$\sum_{k=0}^\infty \left[ \frac{n+2^k}{2^{k+1}} \right] = ?$ (IMO 1968)

For every $ n \in \mathbb{N} $ evaluate the sum $ \displaystyle \sum_{k=0}^\infty \left[ \dfrac{n+2^k}{2^{k+1}} \right]$ ($[x]$ denotes the greatest integer not exceeding x)

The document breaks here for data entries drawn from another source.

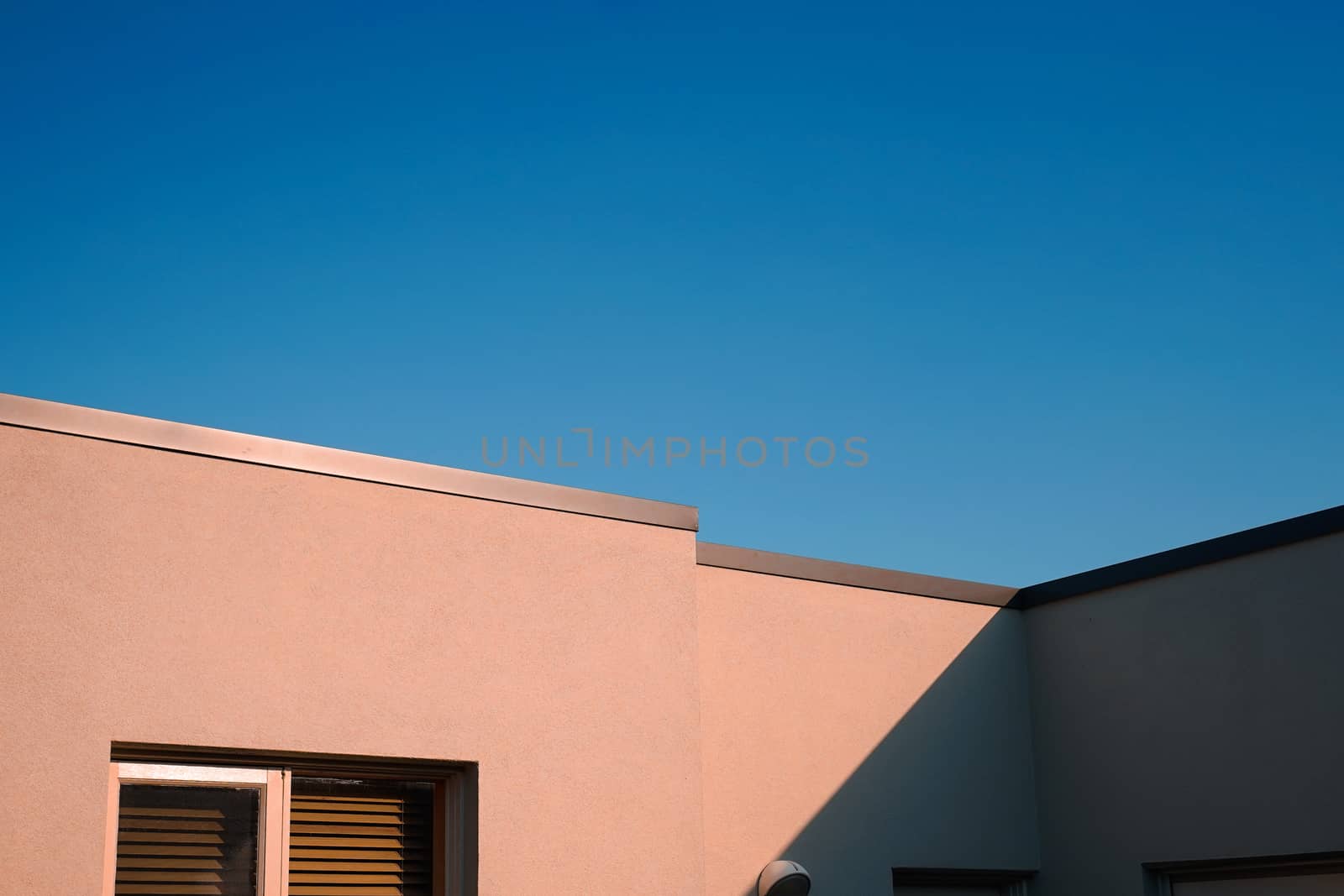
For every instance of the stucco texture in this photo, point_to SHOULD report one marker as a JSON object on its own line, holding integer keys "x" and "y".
{"x": 855, "y": 731}
{"x": 168, "y": 598}
{"x": 1191, "y": 716}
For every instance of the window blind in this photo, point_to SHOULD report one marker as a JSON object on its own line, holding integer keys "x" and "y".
{"x": 187, "y": 841}
{"x": 360, "y": 839}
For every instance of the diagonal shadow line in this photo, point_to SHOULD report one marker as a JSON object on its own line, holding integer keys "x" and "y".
{"x": 952, "y": 785}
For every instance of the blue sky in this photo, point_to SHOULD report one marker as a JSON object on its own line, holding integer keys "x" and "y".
{"x": 1073, "y": 273}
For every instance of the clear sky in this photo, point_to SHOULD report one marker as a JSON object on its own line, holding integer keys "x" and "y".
{"x": 1073, "y": 271}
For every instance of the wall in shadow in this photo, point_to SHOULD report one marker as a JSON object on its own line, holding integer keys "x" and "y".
{"x": 951, "y": 786}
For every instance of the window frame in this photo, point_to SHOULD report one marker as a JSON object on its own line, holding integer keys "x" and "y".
{"x": 454, "y": 806}
{"x": 1008, "y": 882}
{"x": 1160, "y": 876}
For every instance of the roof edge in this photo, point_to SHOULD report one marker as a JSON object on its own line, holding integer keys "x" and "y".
{"x": 1263, "y": 537}
{"x": 858, "y": 577}
{"x": 183, "y": 438}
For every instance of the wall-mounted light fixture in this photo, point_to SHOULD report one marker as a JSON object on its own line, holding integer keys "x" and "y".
{"x": 783, "y": 878}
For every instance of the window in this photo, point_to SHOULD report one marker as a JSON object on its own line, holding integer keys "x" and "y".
{"x": 958, "y": 882}
{"x": 281, "y": 831}
{"x": 1303, "y": 875}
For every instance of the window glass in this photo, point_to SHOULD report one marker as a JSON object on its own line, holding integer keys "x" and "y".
{"x": 360, "y": 837}
{"x": 187, "y": 841}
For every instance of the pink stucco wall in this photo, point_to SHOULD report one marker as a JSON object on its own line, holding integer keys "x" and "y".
{"x": 643, "y": 725}
{"x": 857, "y": 730}
{"x": 168, "y": 598}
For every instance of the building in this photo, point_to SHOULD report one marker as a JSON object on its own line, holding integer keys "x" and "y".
{"x": 230, "y": 661}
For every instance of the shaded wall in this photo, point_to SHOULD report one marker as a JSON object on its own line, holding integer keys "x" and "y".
{"x": 167, "y": 598}
{"x": 1193, "y": 716}
{"x": 855, "y": 730}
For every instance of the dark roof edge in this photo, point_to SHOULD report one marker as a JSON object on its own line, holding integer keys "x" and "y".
{"x": 127, "y": 429}
{"x": 848, "y": 574}
{"x": 1263, "y": 537}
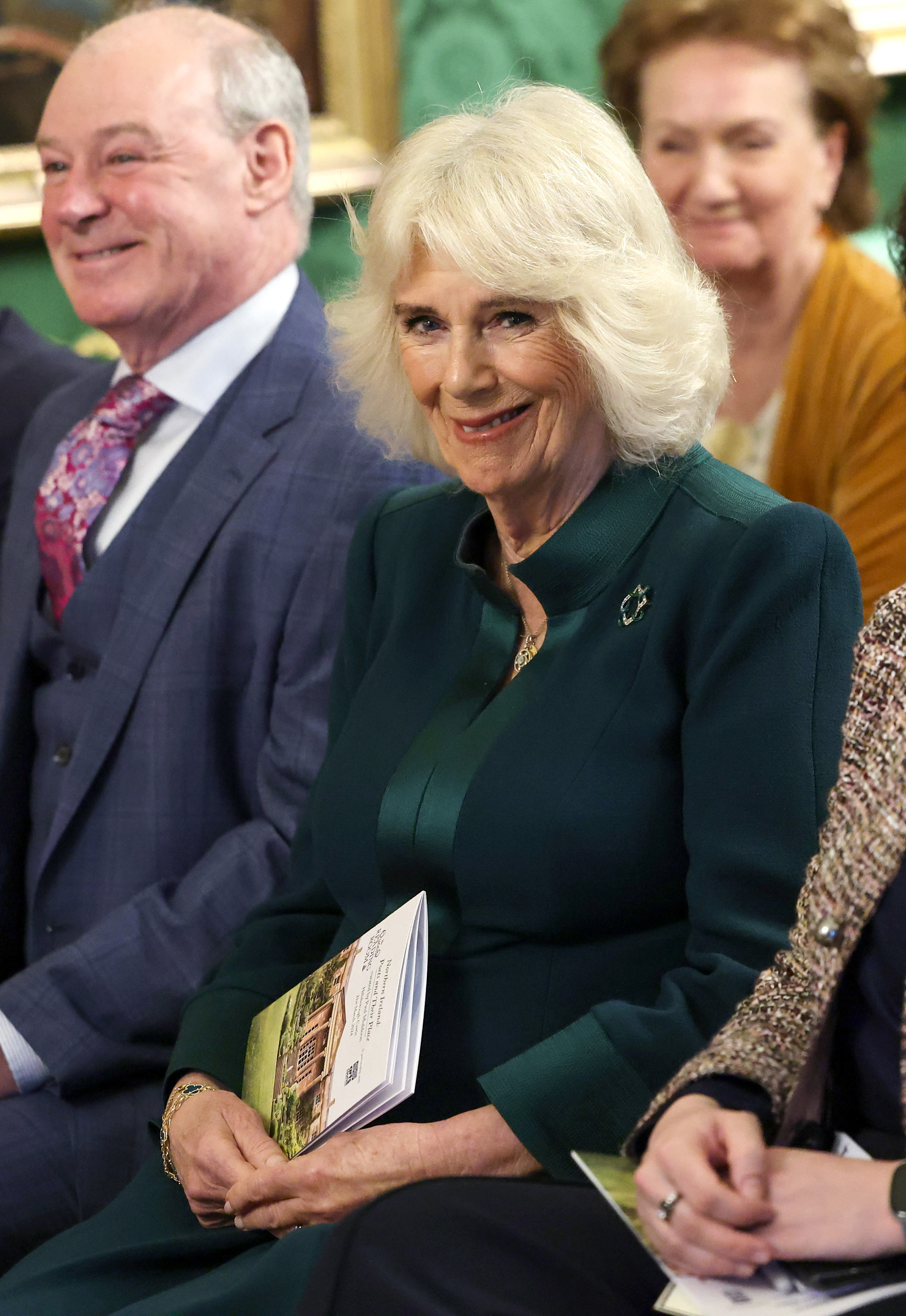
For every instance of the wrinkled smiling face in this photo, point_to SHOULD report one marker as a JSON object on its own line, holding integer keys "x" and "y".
{"x": 144, "y": 202}
{"x": 505, "y": 394}
{"x": 730, "y": 142}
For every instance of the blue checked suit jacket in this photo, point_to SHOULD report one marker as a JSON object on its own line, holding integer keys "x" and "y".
{"x": 207, "y": 719}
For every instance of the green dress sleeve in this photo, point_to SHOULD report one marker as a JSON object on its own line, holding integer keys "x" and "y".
{"x": 772, "y": 630}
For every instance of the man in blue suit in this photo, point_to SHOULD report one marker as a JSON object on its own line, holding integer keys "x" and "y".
{"x": 31, "y": 369}
{"x": 170, "y": 590}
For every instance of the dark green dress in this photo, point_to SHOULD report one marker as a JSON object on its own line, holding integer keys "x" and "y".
{"x": 611, "y": 844}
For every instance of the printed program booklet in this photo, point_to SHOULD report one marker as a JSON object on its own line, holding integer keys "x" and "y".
{"x": 341, "y": 1048}
{"x": 780, "y": 1289}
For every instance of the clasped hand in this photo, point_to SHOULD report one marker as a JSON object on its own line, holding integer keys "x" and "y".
{"x": 232, "y": 1173}
{"x": 743, "y": 1205}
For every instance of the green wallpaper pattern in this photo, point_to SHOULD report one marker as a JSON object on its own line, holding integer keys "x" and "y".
{"x": 455, "y": 51}
{"x": 452, "y": 52}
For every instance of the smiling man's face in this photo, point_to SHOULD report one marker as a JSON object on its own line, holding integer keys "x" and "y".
{"x": 144, "y": 206}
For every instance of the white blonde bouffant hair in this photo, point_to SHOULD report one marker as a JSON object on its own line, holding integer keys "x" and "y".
{"x": 540, "y": 196}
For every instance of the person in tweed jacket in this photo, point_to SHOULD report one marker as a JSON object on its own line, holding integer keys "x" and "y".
{"x": 817, "y": 1047}
{"x": 735, "y": 1168}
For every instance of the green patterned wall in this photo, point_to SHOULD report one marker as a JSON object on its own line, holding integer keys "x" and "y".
{"x": 451, "y": 52}
{"x": 454, "y": 51}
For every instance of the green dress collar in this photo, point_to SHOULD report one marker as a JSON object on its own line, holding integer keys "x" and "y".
{"x": 585, "y": 554}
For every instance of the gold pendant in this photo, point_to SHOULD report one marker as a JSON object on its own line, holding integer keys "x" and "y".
{"x": 525, "y": 656}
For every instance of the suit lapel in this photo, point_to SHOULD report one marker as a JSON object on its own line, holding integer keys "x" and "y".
{"x": 20, "y": 569}
{"x": 240, "y": 447}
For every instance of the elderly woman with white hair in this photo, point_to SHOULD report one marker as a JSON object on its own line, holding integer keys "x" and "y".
{"x": 589, "y": 699}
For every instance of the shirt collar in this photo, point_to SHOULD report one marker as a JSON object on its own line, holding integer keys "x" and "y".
{"x": 584, "y": 556}
{"x": 203, "y": 369}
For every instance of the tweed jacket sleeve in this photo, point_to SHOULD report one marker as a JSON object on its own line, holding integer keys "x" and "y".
{"x": 780, "y": 1036}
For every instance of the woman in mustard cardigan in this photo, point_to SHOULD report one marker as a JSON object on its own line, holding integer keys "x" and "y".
{"x": 588, "y": 698}
{"x": 753, "y": 123}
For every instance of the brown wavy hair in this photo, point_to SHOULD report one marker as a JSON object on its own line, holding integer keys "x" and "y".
{"x": 816, "y": 32}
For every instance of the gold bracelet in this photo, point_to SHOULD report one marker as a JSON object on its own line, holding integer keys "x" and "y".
{"x": 181, "y": 1093}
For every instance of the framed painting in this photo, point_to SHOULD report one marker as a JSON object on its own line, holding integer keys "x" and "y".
{"x": 346, "y": 49}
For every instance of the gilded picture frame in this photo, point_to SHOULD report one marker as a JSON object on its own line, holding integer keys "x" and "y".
{"x": 356, "y": 127}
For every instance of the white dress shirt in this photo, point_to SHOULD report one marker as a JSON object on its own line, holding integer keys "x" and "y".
{"x": 197, "y": 375}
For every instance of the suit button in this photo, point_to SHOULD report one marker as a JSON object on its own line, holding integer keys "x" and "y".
{"x": 829, "y": 932}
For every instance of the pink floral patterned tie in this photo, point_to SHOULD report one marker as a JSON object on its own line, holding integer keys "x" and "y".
{"x": 82, "y": 476}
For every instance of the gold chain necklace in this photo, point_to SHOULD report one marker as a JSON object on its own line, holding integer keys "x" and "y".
{"x": 527, "y": 640}
{"x": 529, "y": 648}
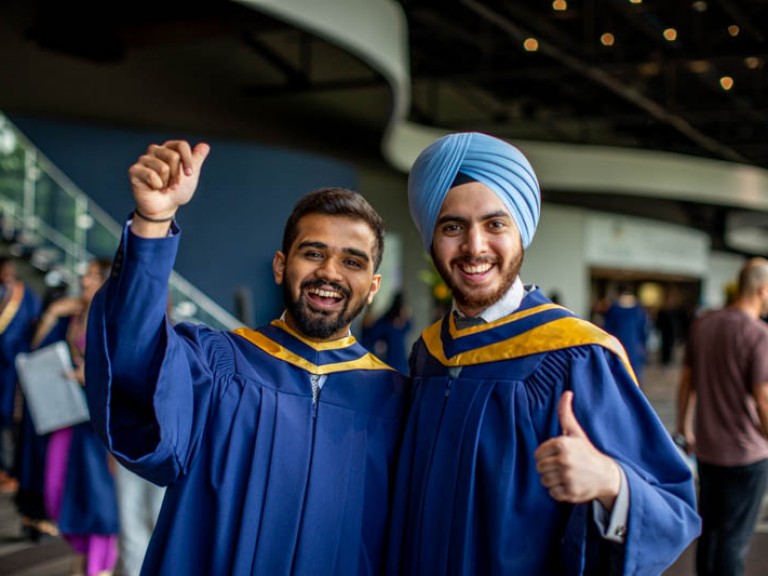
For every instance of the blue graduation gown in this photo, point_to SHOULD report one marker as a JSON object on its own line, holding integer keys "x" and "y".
{"x": 469, "y": 500}
{"x": 17, "y": 323}
{"x": 262, "y": 477}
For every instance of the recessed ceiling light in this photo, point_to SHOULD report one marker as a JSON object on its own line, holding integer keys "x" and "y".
{"x": 700, "y": 6}
{"x": 531, "y": 44}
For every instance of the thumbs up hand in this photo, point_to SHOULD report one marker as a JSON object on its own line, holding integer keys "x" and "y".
{"x": 571, "y": 468}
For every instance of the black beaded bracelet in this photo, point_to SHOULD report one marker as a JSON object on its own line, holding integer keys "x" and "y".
{"x": 148, "y": 219}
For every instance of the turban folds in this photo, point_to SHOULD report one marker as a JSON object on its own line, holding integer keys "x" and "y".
{"x": 490, "y": 161}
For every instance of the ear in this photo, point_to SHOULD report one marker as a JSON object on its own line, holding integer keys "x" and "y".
{"x": 278, "y": 267}
{"x": 375, "y": 285}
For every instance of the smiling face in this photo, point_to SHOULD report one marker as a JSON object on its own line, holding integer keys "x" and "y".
{"x": 328, "y": 275}
{"x": 476, "y": 247}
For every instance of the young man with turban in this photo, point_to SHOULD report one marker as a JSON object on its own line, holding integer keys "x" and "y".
{"x": 278, "y": 445}
{"x": 530, "y": 449}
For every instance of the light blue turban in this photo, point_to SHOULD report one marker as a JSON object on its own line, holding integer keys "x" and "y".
{"x": 490, "y": 161}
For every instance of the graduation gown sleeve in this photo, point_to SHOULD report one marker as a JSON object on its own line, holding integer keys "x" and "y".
{"x": 139, "y": 371}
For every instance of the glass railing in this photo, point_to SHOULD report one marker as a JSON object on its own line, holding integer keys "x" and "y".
{"x": 46, "y": 219}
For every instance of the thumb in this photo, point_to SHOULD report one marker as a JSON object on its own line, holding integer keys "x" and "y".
{"x": 570, "y": 425}
{"x": 200, "y": 153}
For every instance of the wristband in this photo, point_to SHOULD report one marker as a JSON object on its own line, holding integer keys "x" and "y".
{"x": 157, "y": 220}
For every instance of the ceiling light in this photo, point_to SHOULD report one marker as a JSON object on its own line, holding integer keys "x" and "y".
{"x": 700, "y": 6}
{"x": 699, "y": 66}
{"x": 531, "y": 44}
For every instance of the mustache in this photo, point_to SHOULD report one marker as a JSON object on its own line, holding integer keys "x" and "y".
{"x": 320, "y": 283}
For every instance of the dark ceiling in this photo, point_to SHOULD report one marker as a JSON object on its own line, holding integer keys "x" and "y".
{"x": 220, "y": 68}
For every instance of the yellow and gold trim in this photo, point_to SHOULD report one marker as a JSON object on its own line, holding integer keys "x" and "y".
{"x": 11, "y": 306}
{"x": 366, "y": 362}
{"x": 555, "y": 335}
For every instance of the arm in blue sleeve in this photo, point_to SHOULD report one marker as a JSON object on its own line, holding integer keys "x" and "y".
{"x": 662, "y": 519}
{"x": 130, "y": 344}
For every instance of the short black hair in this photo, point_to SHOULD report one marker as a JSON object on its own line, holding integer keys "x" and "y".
{"x": 336, "y": 201}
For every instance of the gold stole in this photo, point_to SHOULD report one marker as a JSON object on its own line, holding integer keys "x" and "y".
{"x": 11, "y": 305}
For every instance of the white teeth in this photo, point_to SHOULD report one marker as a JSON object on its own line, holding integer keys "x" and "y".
{"x": 326, "y": 293}
{"x": 477, "y": 269}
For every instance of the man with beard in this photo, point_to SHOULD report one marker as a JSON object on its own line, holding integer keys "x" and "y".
{"x": 529, "y": 447}
{"x": 278, "y": 444}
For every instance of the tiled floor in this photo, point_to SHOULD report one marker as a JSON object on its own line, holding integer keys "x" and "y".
{"x": 52, "y": 556}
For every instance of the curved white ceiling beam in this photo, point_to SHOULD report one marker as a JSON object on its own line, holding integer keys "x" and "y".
{"x": 376, "y": 32}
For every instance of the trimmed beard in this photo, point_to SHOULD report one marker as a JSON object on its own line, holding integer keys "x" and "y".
{"x": 320, "y": 325}
{"x": 472, "y": 300}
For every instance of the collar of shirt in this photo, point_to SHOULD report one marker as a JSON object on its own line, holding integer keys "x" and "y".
{"x": 505, "y": 306}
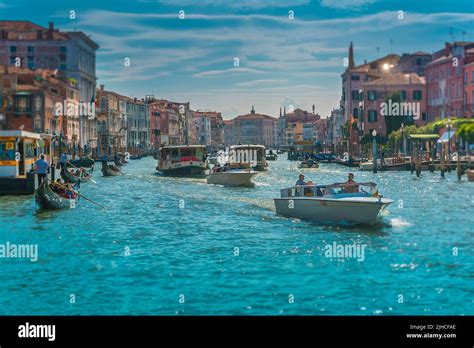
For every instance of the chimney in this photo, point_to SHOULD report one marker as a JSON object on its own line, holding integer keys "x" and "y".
{"x": 447, "y": 48}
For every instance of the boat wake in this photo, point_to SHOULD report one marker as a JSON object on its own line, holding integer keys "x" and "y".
{"x": 398, "y": 223}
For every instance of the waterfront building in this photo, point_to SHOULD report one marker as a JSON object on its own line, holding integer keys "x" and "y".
{"x": 111, "y": 120}
{"x": 217, "y": 127}
{"x": 229, "y": 133}
{"x": 469, "y": 85}
{"x": 138, "y": 125}
{"x": 254, "y": 128}
{"x": 72, "y": 54}
{"x": 445, "y": 80}
{"x": 383, "y": 96}
{"x": 202, "y": 125}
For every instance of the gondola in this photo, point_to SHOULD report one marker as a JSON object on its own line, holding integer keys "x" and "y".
{"x": 47, "y": 198}
{"x": 110, "y": 169}
{"x": 85, "y": 175}
{"x": 83, "y": 162}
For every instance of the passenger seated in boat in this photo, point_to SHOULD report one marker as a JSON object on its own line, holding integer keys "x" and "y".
{"x": 350, "y": 185}
{"x": 308, "y": 190}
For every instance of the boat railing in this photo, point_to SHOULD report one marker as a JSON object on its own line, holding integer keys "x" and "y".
{"x": 323, "y": 190}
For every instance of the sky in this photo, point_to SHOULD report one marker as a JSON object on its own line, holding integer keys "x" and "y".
{"x": 227, "y": 55}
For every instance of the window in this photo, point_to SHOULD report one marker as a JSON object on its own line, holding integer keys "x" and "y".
{"x": 372, "y": 95}
{"x": 417, "y": 95}
{"x": 372, "y": 116}
{"x": 403, "y": 95}
{"x": 355, "y": 95}
{"x": 103, "y": 103}
{"x": 355, "y": 113}
{"x": 31, "y": 62}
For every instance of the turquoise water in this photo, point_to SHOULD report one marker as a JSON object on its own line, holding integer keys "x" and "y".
{"x": 189, "y": 254}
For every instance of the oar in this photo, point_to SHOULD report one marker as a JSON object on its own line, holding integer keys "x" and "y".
{"x": 81, "y": 195}
{"x": 79, "y": 174}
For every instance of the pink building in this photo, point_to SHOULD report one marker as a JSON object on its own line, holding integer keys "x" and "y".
{"x": 469, "y": 85}
{"x": 445, "y": 81}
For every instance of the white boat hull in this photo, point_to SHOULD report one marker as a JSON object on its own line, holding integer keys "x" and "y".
{"x": 232, "y": 178}
{"x": 354, "y": 210}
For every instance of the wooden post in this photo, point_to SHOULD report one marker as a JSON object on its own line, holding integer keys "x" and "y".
{"x": 432, "y": 148}
{"x": 441, "y": 159}
{"x": 458, "y": 164}
{"x": 418, "y": 160}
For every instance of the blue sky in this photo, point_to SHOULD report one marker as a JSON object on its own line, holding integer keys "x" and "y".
{"x": 282, "y": 61}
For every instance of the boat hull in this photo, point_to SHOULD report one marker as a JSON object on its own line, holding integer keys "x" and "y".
{"x": 232, "y": 179}
{"x": 183, "y": 169}
{"x": 70, "y": 178}
{"x": 363, "y": 211}
{"x": 47, "y": 199}
{"x": 107, "y": 171}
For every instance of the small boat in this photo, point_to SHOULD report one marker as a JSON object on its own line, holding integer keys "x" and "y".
{"x": 309, "y": 164}
{"x": 232, "y": 177}
{"x": 323, "y": 203}
{"x": 83, "y": 162}
{"x": 254, "y": 154}
{"x": 73, "y": 175}
{"x": 53, "y": 196}
{"x": 110, "y": 169}
{"x": 183, "y": 160}
{"x": 470, "y": 174}
{"x": 271, "y": 156}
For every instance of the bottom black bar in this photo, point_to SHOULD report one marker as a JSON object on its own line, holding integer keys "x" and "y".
{"x": 410, "y": 330}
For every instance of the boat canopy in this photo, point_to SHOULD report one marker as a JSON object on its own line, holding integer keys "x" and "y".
{"x": 423, "y": 136}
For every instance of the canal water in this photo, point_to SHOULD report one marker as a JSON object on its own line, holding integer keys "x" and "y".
{"x": 168, "y": 246}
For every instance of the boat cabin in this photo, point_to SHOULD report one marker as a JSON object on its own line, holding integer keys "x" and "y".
{"x": 176, "y": 154}
{"x": 19, "y": 150}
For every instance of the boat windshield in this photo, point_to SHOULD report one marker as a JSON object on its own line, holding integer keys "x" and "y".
{"x": 338, "y": 190}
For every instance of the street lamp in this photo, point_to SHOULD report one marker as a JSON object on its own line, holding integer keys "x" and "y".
{"x": 374, "y": 150}
{"x": 449, "y": 144}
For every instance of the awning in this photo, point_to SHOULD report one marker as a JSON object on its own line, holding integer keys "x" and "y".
{"x": 444, "y": 137}
{"x": 423, "y": 136}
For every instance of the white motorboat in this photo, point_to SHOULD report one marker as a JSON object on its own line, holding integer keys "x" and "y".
{"x": 309, "y": 164}
{"x": 182, "y": 160}
{"x": 232, "y": 177}
{"x": 331, "y": 203}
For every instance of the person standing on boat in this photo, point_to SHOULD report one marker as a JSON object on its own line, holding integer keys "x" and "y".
{"x": 300, "y": 181}
{"x": 41, "y": 168}
{"x": 63, "y": 160}
{"x": 351, "y": 186}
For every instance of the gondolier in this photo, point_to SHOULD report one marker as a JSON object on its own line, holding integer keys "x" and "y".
{"x": 41, "y": 169}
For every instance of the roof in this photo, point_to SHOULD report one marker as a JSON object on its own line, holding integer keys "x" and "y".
{"x": 247, "y": 146}
{"x": 397, "y": 79}
{"x": 26, "y": 30}
{"x": 183, "y": 146}
{"x": 21, "y": 134}
{"x": 250, "y": 116}
{"x": 423, "y": 136}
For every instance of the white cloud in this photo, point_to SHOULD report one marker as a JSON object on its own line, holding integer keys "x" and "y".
{"x": 236, "y": 70}
{"x": 235, "y": 4}
{"x": 346, "y": 4}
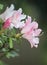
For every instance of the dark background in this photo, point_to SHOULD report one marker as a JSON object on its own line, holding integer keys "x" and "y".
{"x": 37, "y": 9}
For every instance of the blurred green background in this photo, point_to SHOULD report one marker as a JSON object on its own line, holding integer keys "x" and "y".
{"x": 37, "y": 9}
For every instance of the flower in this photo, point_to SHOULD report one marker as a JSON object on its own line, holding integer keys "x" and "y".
{"x": 8, "y": 13}
{"x": 31, "y": 32}
{"x": 13, "y": 18}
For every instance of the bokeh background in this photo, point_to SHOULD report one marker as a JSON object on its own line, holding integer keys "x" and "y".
{"x": 37, "y": 9}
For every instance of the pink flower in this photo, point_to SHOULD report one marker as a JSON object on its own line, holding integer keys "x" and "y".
{"x": 31, "y": 32}
{"x": 14, "y": 17}
{"x": 6, "y": 24}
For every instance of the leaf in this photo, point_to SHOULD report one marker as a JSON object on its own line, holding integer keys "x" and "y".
{"x": 10, "y": 43}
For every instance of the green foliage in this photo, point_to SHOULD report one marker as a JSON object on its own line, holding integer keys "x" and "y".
{"x": 1, "y": 6}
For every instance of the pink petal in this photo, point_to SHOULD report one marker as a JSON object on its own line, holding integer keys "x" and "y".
{"x": 37, "y": 32}
{"x": 6, "y": 24}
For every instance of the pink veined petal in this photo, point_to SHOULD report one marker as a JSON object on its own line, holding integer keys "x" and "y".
{"x": 28, "y": 21}
{"x": 37, "y": 32}
{"x": 35, "y": 40}
{"x": 34, "y": 25}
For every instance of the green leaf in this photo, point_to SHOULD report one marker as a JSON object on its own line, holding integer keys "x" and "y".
{"x": 1, "y": 6}
{"x": 10, "y": 43}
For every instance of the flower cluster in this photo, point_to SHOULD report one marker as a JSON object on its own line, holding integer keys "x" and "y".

This was IMO 1968, 6th problem.

This is a very intresting question I wanted to share, my answer :

Solution 1:

For every $ n \in \mathbb{N} $ evaluate the sum $ \displaystyle \sum_{k=0}^\infty \left[ \dfrac{n+2^k}{2^{k+1}} \right] $

Now,

$\displaystyle \sum_{k=0}^\infty \left[ \dfrac{n+2^k}{2^{k+1}} \right] = \left[ \dfrac{n+1}{2} \right]+ \left[ \dfrac{n+2}{4}\right] + \left[ \dfrac{n+4}{8}\right]+\cdots+\left[ \dfrac{n+2^k} {2^{k+1}}\right]\cdots $

$ \because \ \left[n\right] = \left[ \dfrac{n}{2} \right]+ \left[ \dfrac{n+1}{2} \right] \implies \left[ \dfrac{n}{2} +\dfrac{1}{2} \right]= \left[n\right]-\left[ \dfrac{n}{2} \right]\\ \implies \left[ \dfrac{n+2^k}{2^{k+1}} \right] = \left[ \dfrac{n}{2^{k+1}}+\dfrac{1}{2} \right]=\left[ \dfrac{n}{2^k} \right] -\left[ \dfrac{n}{2^{k+1}} \right] $

Now using the above result

$\displaystyle \sum_{k=0}^\infty \left[ \dfrac{n+2^k}{2^{k+1}} \right] = \left(\left[ n \right] - \left[ \dfrac{n}{2} \right] \right) + \left(\left[ \dfrac{n}{2} \right] - \left[ \dfrac{n}{4} \right] \right) + \left(\left[ \dfrac{n}{4} \right] - \left[ \dfrac{n}{8} \right] \right) \cdots $

$\implies \displaystyle \sum_{k=0}^\infty \left[ \dfrac{n+2^k}{2^{k+1}} \right] = \left[ n \right] = n \ \ (\because n \in \mathbb{N}) $

$\boxed{ \therefore \displaystyle \sum_{k=0}^\infty \left[ \dfrac{n+2^k}{2^{k+1}} \right] = n }$

Solution 2:

Here is another solution. We introduce the indicator function notation:

$$ \mathbb{I}[\ldots] = \begin{cases} 1, & \text{if $\ldots$ is true}, \\ 0, & \text{if $\ldots$ is false}. \end{cases} $$

Then

\begin{align*} S := \sum_{k=0}^{\infty} \left\lfloor \frac{n+2^k}{2^{k+1}} \right\rfloor = \sum_{k=0}^{\infty} \sum_{j=1}^{\infty} \mathbb{I}\left[ j \leq \frac{n+2^k}{2^{k+1}} \right] = \sum_{k=0}^{\infty} \sum_{j=1}^{\infty} \mathbb{I}\left[ (2j-1)2^k \leq n \right] \end{align*}

Since every positive integer is uniquely factored into the form $m2^k$, where $m$ is odd and $k \geq 0$, it follows that $i = (2j-1)2^k$ for $j \geq 1$ and $k \geq 0$ represents every positive integer exactly once. Therefore

$$ S = \sum_{i=1}^{\infty} \mathbb{I}\left[ i \leq n \right] = n. $$